The escalation of tensions between Russia and Ukraine is a matter of deep concern, India on Tuesday told the United Nations Security Council.
After Russia recognised the independence of Donetsk and Luhansk, territories in Ukraine controlled by Moscow-backed separatists, the United Nations held an emergency Security Council meeting to discuss the deepening crisis. Officials in Ukraine warned that the recognition could allow separatist leaders to seek military assistance from Russia, possibly paving the way for an invasion.
“These developments have the potential to undermine peace and security of the region,” said TS Tirumurti, India’s permanent representative to the United Nations. He also called for restraint on all sides and stressed that the immediate priority should be de-escalation of the tensions.
“We’re convinced that this issue can only be resolved through diplomatic dialogue,” the Indian official added. “We need to give space to recent initiatives undertaken by parties which seek to diffuse tensions.”
He also called for implementation of the Minsk Agreements as these provide “basis for a negotiated and peaceful settlement”. Under the agreements, the separatist territories would rejoin Ukraine, though only in a federal way that could give the territories a veto over Kyiv’s foreign policy.
At the emergency meeting, Tirumurti said that the world cannot afford to have a military escalation between Russia and Ukraine.
India said that it was concerned about the safety and security of civilians. “More than 20,000 Indian students and nationals live and study in different parts of Ukraine, including in its border areas,” the official told diplomats. “The well-being of Indian nationals is of priority to us.”
Tirumurti concluded his speech without making any reference to Ukraine’s sovereignty or condemn Russian actions. “We strongly emphasise the vital need for all sides to maintain international peace and security by exercising the utmost restraint and intensifying diplomatic efforts to ensure that a mutually amicable solution is arrived at the earliest,” he said.

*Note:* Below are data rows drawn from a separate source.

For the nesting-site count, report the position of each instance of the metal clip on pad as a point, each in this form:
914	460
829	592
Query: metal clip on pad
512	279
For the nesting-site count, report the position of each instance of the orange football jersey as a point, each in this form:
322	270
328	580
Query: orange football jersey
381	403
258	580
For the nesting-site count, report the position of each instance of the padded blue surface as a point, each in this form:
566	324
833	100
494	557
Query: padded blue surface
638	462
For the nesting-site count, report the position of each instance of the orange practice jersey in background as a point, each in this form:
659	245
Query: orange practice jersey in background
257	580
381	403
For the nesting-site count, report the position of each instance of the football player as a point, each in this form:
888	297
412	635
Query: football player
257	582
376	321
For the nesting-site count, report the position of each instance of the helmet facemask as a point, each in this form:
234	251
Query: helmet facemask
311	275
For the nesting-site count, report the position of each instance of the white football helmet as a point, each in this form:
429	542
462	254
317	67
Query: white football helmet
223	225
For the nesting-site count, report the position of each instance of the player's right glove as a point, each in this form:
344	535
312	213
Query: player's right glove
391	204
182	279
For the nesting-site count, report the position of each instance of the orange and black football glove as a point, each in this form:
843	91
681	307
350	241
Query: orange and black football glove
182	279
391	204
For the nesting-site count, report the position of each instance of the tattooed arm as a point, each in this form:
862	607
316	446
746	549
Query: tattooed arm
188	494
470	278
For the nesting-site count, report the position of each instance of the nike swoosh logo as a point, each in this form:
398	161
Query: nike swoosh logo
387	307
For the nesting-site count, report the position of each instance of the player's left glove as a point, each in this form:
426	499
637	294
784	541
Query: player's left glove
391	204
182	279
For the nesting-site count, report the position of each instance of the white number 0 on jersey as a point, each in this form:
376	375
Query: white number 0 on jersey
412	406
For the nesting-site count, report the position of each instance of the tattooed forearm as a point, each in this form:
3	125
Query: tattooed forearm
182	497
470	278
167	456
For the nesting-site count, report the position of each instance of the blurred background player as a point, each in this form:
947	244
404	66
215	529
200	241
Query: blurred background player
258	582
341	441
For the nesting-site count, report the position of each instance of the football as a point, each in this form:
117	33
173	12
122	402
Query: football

Meanwhile, China, one of Russia’s closest allies, also chose to not take sides and called for all parties to “avoid any action that may fuel tensions”.
China’s United Nations ambassador, Zhang Jun, in his brief remarks told the Security Council that the current situation was a result of many complex factors.
Other members condemn Russian actions
In contrast, the United States and its allies denounced Russian President Vladimir Putin’s recognition of Donetsk and Luhansk areas in Ukraine.
US Ambassador Linda Thomas-Greenfield said Putin’s announcement that Russian troops have been ordered to perform “peacekeeping functions” in both the breakaway rebel regions is simply “nonsense”.
She added, “We know what they really are.”
Kenya’s ambassador at the UN Martin Kimani pointed out that many countries were “birthed by the ending of empire” and urged against “dangerous nostalgia” for past borders. He stated that Russia’s actions breaches the territorial integrity of Ukraine.
“Multilateralism lies on its deathbed tonight,” Kimani added. “It has been assaulted today, as it has been by other powerful states in the recent past.”
Geraldine Byrne Nason, Ireland’s ambassador to the United Nations, also criticised Russia’s move saying it “contravenes international law”.
Ferit Hoxha, Albania’s representative, noted that Moscow had made similar decisions in Georgia in 2008 and Crimea, Politico reported. “Who is next?” Hoxha asked.
Ukraine’s ambassador Sergiy Kyslytsya, the second last diplomat to speak at the United Nations meeting, stressed that his country’s borders remain “unchangeable” despite Moscow’s actions.
Separately, in a statement, UN Secretary-General Antonio Guterres also spoke against Russia’s move to recognise separatist regions as independent. He added that it was “inconsistent with the principles of the Charter of the United Nations”.
Since early this year, Russia has amassed over 1 lakh troops at the Ukrainian border. Reports also said that 30,000 more troops are engaged in exercises in Belarus, close to its border with Ukraine.
The two countries have been engaged in a conflict since 2014 when Russia annexed Ukraine’s Crimean Peninsula and pro-Russian separatists set up the two rebel republics – in the Donetsk and Luhansk regions – that had not been recognised by any other state.
Russia has consistently maintained that it has no plans to invade Ukraine. Last week, there were reports that the country was pulling back some of its troops from the border. But, the United States and allies of the North Atlantic Treaty Organization have rejected these claims.
On Monday, Moscow claimed that it has killed five Ukrainian “saboteurs” who had crossed into Russia. Ukraine, however, has denied the claims.